Another area of expansion corresponds to a national trend is in education, particularly healthcare and medical facilities. It’s no longer the realm of major universities, either, as smaller state and private colleges and community colleges are entering the field.
As an example, a new state-of-the-art Allied Health Building was recently completed for the Hillsborough Community College’s (HCC) Dale Mabry Campus, Tampa, Fla., by Gilbane Building Co. The four-story, 62,670-sq.ft. building includes a simulated hospital allowing multiple health science programs to work together, creating conditions found in real-life situations.
The Allied Health Building houses facilities for the emergency medical services, medical laboratory science, nursing, and respiratory care programs. The facility will provide space for classroom instruction and hands-on learning using the latest technological advances employed by the health sciences fields.
The facility will contribute significantly to the preparation of healthcare professionals for the region’s workforce and enables the college to continue as a training provider for most of the community’s first responders. Throughout the next ten years, health-related jobs in the Tampa Bay region are projected to grow by more than 50,000, with some job fields expected to grow by as much as 40%. This job growth will have a tremendous effect on the region’s economic base as many of these job fields average $40,000 per year in salary.

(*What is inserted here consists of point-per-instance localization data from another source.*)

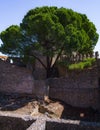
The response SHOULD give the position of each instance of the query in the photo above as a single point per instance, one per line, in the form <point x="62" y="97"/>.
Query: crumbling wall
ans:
<point x="78" y="88"/>
<point x="15" y="79"/>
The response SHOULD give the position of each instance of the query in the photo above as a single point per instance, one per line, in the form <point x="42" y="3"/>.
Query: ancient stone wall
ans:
<point x="14" y="79"/>
<point x="78" y="88"/>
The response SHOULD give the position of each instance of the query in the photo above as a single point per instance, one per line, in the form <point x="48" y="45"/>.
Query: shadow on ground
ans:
<point x="11" y="102"/>
<point x="78" y="113"/>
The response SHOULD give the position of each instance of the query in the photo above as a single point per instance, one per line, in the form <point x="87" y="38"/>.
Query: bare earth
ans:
<point x="27" y="105"/>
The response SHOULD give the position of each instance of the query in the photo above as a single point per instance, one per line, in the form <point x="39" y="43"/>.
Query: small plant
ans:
<point x="81" y="65"/>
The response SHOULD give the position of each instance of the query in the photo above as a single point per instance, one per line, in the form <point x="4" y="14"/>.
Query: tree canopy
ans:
<point x="50" y="31"/>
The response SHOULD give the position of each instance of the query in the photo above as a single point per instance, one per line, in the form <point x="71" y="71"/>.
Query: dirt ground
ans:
<point x="28" y="105"/>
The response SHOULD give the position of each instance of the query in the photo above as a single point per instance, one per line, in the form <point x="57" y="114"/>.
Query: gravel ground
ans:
<point x="25" y="104"/>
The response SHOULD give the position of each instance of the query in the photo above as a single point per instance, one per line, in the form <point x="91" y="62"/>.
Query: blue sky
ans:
<point x="13" y="11"/>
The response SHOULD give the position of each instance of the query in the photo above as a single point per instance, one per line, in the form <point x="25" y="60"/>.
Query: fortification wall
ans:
<point x="14" y="79"/>
<point x="78" y="88"/>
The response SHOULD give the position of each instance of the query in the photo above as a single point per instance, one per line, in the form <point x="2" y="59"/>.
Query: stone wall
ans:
<point x="78" y="88"/>
<point x="15" y="79"/>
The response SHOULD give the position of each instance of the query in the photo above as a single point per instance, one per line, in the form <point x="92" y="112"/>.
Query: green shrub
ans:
<point x="81" y="65"/>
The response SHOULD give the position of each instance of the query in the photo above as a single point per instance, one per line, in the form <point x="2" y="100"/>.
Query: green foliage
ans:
<point x="81" y="65"/>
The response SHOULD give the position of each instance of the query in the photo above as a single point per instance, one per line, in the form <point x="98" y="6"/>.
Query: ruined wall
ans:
<point x="15" y="79"/>
<point x="78" y="88"/>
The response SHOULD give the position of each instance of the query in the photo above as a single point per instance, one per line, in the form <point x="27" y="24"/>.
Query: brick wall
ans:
<point x="15" y="79"/>
<point x="78" y="88"/>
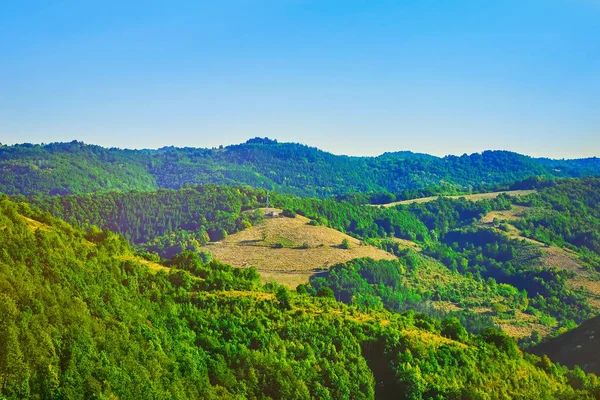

The scope of work done by Gilbane consisted of new classrooms, medical laboratory technology, computer information system, and physical therapy spaces, as well as administrative offices, conference rooms, nursing stations, simulated hands-on laboratories, and lecture hall.
In addition to the New Allied Health Building, a central energy plant expansion and infrastructure upgrades were completed. HCC will also enjoy an updated entrance for the campus as well as generous parking enhancements.